BadRequestError: Only ancestor queries are allowed inside transactions.
How to ensure isolation with non-ancestor query?
Upvotes: 2
Views: 96
Reputation: 55724
For your use case, perhaps you could use ndb models' get_or_insert
method, which according to the API docs:
Transactionally retrieves an existing entity or creates a new one.
So you can do:
user = UserInformation.get_or_insert(*args, **kwargs)
without risking the creation of a new user.
The complete docs:
classmethod get_or_insert(*args, **kwds)source Transactionally retrieves an existing entity or creates a new one.
Positional Args: name: Key name to retrieve or create.
Keyword Arguments
namespace – Optional namespace. app – Optional app ID.
parent – Parent entity key, if any.
context_options – ContextOptions object (not keyword args!) or None.
**kwds – Keyword arguments to pass to the constructor of the model class if an instance for the specified key name does not already exist. If an instance with the supplied key_name and parent already exists, these arguments will be discarded. Returns Existing instance of Model class with the specified key name and parent or a new one that has just been created.
Upvotes: 0
Reputation: 39824
The ndb library doesn't allow non-ancestor queries inside transactions. So if you make create_user()
transactional you get the above error because you call UserInformation.query()
inside it (without an ancestor).
If you really want to do that you'd have to place all your UserInformation
entities inside the same entity group by specifying a common ancestor and make your query an ancestor one. But that has performance implications, see Ancestor relation in datastore.
Otherwise, even if you split the function in 2, one non-transactional making the query followed by a transactional one just creating the user - which would avoid the error - you'll still be facing the datastore eventual consistency, which is actually the root cause of your problem: the result of the query may not immediately return a recently added entity because it takes some time for the index corresponding to the query to be updated. Which leads to room for creating duplicate entities for the same user. See Balancing Strong and Eventual Consistency with Google Cloud Datastore.
One possible approach would be to check later/periodically if there are duplicates and remove them (eventually merging the info inside into a single entity). And/or mark the user creation as "in progress", record the newly created entity's key and keep querying until the key appears in the query result, when you finally mark the entity creation as "done" (you might not have time to do that inside the same request).

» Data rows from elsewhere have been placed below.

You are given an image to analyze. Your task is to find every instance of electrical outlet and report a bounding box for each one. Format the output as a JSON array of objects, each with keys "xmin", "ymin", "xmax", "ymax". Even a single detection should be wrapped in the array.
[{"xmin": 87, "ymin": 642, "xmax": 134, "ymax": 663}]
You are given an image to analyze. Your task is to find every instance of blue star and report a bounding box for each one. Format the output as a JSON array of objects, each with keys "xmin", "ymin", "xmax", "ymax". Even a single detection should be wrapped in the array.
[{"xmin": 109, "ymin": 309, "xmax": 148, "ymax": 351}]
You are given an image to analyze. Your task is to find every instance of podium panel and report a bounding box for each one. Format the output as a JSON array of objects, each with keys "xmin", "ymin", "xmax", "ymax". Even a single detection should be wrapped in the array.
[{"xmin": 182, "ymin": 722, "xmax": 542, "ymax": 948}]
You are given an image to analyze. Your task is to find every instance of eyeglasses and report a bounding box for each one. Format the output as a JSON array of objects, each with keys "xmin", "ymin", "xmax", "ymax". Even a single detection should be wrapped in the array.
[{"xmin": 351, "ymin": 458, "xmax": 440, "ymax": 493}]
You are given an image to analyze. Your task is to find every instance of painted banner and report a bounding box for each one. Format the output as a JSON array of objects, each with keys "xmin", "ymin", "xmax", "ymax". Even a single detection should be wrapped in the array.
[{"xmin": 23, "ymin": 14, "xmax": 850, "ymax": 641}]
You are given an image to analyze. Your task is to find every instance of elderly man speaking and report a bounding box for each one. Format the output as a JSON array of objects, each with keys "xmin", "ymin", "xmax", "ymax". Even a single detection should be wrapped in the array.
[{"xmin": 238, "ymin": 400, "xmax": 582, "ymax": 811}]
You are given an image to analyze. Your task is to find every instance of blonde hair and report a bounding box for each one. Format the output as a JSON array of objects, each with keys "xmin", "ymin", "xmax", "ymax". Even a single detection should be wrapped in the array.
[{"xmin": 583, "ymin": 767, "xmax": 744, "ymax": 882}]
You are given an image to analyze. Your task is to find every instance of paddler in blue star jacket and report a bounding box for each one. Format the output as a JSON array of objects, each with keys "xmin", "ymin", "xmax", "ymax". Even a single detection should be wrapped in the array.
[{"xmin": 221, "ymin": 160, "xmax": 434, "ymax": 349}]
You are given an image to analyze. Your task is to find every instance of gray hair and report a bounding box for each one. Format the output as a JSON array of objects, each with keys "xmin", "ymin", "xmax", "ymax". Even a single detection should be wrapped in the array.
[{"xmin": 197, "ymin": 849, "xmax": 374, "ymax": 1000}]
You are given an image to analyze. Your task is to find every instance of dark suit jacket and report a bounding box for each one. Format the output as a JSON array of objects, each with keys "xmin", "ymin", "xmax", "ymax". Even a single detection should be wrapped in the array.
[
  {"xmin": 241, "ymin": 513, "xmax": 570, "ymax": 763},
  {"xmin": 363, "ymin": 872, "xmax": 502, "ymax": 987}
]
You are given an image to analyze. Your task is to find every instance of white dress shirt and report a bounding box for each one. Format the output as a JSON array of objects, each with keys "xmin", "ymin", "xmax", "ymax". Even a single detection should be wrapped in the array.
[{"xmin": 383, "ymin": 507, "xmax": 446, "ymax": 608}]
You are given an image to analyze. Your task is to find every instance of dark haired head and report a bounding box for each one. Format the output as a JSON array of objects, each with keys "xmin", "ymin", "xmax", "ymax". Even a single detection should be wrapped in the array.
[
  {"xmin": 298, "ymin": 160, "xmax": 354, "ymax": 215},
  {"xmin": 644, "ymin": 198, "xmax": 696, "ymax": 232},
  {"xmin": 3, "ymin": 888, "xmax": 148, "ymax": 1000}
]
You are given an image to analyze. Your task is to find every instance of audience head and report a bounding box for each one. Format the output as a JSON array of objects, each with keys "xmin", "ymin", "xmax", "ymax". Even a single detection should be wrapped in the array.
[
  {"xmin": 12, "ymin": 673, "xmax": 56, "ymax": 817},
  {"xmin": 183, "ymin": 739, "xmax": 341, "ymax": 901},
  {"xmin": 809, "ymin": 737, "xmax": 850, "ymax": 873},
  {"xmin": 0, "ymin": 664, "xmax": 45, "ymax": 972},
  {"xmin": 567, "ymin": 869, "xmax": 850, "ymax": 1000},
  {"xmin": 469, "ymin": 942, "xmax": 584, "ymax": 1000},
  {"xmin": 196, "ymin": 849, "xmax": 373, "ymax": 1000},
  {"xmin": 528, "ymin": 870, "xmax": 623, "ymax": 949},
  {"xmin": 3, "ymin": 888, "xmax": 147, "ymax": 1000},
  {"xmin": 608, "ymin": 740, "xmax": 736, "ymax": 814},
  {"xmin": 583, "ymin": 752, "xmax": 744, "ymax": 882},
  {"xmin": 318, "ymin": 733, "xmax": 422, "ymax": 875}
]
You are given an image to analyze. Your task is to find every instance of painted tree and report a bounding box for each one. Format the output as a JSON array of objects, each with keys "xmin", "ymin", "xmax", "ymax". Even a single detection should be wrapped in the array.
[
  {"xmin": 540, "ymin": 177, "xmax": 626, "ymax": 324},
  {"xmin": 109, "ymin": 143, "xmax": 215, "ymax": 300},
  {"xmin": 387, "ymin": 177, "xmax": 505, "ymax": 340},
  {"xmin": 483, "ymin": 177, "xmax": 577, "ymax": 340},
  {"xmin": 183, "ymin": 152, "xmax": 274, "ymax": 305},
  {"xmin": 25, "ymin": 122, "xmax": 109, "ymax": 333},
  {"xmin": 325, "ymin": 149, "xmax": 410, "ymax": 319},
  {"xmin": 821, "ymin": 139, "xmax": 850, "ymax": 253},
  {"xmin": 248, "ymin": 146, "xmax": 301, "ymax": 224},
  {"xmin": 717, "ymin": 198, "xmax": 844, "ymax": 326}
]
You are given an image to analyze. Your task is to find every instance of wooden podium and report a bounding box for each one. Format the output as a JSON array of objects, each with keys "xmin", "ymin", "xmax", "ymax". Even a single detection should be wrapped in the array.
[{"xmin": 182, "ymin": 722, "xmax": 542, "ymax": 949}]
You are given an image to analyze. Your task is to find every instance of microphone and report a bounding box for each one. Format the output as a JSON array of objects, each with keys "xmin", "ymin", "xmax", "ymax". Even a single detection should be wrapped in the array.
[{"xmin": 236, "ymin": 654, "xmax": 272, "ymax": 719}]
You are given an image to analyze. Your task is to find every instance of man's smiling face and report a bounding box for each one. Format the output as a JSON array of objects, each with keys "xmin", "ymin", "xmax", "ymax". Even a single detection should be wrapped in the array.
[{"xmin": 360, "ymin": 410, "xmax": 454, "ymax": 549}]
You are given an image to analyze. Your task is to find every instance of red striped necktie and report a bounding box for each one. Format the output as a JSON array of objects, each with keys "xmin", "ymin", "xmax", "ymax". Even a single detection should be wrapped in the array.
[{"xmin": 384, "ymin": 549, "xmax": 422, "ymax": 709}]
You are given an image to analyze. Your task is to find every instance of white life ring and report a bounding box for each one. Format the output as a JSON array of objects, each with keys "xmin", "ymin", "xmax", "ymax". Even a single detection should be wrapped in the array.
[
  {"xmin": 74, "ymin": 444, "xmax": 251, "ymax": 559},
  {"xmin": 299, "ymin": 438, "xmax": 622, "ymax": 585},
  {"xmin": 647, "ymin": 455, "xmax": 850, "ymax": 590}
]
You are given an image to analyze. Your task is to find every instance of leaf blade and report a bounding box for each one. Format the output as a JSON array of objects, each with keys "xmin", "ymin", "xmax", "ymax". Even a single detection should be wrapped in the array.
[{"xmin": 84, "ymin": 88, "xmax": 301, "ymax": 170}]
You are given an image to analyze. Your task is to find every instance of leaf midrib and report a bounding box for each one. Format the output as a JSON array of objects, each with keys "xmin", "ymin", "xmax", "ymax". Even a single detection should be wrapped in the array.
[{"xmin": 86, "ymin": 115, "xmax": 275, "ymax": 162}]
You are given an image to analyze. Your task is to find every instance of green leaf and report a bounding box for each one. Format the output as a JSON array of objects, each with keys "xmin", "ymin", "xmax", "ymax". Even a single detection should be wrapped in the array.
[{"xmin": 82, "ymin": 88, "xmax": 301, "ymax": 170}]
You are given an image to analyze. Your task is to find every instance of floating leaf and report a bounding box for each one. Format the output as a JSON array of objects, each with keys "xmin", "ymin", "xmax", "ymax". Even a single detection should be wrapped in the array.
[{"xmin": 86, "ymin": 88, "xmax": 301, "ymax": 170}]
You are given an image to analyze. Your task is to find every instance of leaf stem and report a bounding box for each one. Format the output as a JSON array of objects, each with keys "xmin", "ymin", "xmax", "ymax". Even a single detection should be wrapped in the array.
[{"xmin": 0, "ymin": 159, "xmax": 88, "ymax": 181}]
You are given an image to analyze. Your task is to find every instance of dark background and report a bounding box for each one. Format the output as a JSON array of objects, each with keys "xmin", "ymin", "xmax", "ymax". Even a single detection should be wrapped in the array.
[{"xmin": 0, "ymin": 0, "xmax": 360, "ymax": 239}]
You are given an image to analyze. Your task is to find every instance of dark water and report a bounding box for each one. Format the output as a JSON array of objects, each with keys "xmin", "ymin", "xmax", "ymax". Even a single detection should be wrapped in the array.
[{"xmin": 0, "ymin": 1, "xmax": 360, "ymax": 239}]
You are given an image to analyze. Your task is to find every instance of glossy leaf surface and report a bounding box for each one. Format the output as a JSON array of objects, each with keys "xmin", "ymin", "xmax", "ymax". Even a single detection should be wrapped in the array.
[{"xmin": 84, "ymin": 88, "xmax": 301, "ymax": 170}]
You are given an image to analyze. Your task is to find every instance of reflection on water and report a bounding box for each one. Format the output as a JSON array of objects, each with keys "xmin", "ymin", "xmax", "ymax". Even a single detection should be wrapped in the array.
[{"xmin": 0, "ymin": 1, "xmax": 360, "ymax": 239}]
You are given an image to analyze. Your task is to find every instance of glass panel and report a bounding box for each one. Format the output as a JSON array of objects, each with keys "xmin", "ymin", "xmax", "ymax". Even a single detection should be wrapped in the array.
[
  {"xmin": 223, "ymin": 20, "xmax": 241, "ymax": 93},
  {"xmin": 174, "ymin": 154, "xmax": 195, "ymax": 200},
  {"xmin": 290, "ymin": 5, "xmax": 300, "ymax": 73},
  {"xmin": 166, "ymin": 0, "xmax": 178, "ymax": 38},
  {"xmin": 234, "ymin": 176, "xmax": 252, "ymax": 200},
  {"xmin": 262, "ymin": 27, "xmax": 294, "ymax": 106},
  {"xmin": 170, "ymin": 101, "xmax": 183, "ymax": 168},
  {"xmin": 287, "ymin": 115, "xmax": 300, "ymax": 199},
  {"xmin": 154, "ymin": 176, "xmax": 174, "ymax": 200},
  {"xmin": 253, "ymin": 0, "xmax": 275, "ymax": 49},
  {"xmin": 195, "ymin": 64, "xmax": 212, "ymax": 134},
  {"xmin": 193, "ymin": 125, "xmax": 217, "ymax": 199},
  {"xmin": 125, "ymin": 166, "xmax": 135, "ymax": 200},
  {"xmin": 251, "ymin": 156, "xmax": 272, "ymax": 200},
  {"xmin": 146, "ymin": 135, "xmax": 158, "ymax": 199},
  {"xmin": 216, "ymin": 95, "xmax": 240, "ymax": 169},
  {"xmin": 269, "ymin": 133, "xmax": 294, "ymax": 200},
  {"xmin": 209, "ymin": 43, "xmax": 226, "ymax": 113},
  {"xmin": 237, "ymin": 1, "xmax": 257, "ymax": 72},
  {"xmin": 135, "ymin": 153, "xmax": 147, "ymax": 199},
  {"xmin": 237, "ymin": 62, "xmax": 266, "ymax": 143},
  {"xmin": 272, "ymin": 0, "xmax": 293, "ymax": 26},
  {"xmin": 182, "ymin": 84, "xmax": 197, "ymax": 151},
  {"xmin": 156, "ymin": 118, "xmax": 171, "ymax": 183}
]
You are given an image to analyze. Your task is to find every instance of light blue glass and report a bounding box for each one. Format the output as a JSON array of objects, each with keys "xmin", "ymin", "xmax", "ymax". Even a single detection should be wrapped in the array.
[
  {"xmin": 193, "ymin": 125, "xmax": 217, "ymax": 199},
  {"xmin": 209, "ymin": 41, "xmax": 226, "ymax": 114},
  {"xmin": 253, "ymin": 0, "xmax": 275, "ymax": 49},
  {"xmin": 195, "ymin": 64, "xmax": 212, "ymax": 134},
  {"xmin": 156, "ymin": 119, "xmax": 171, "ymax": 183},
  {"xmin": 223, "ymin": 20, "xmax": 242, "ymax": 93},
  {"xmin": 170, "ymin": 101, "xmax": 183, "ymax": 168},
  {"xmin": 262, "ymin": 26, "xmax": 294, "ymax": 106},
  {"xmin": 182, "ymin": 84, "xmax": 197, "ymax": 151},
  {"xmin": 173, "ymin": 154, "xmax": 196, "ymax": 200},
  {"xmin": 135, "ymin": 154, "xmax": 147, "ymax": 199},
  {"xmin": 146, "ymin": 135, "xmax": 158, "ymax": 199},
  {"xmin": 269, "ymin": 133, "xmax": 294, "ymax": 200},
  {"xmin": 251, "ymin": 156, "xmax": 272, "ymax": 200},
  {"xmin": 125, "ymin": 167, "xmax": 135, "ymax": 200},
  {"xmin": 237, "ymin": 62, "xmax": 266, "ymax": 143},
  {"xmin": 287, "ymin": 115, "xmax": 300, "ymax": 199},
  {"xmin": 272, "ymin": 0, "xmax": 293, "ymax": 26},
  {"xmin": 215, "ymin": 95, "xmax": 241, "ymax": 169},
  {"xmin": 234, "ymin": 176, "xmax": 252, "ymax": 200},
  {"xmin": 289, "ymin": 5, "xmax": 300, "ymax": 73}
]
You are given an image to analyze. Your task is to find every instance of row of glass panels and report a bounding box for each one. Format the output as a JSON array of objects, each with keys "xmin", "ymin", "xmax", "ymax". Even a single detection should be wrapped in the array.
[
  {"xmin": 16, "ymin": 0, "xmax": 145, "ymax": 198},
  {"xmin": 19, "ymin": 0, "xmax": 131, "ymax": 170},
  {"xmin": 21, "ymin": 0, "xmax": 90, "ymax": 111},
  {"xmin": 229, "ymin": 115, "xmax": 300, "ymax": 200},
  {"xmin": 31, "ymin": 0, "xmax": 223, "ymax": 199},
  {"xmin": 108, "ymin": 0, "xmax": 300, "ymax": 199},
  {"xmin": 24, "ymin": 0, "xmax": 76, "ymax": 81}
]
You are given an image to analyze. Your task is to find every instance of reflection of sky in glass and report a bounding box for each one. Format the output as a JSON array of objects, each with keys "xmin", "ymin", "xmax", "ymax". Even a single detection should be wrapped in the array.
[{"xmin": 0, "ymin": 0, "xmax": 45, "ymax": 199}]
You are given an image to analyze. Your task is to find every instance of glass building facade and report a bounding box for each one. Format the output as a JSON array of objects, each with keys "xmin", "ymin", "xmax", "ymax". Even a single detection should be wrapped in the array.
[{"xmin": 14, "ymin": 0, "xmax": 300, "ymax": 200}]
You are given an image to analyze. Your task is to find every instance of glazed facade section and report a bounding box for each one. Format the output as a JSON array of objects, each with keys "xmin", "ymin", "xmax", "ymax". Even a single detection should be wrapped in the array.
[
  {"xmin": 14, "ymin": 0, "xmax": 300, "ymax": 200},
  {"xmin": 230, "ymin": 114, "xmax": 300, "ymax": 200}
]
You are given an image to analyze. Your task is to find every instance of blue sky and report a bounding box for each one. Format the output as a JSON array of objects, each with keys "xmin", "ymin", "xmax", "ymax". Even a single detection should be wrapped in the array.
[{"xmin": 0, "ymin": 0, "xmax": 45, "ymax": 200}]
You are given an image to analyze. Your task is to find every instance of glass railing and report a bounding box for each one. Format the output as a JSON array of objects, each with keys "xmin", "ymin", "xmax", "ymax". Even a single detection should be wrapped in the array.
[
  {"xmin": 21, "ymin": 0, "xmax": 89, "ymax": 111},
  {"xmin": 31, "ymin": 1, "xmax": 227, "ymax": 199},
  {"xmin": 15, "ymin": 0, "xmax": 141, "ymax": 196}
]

Another approach would be (if possible) to determine an algorithm to obtain a (unique) key based on the user information and just check if an entity with such key exists instead of making a query. Key lookups are strongly consistent and can be done inside transactions, so that would solve your duplicates problem. For example you could use the google_id
as the key ID. Just an example, as that's not ideal either: you may have users without a google_id
, users may want to change their google_id
without loosing other info, etc. Maybe also track the user creation in progress in the session info to prevent repeated attempts to create the same user in the same session (but that won't help with attempts from different sessions).
Upvotes: 2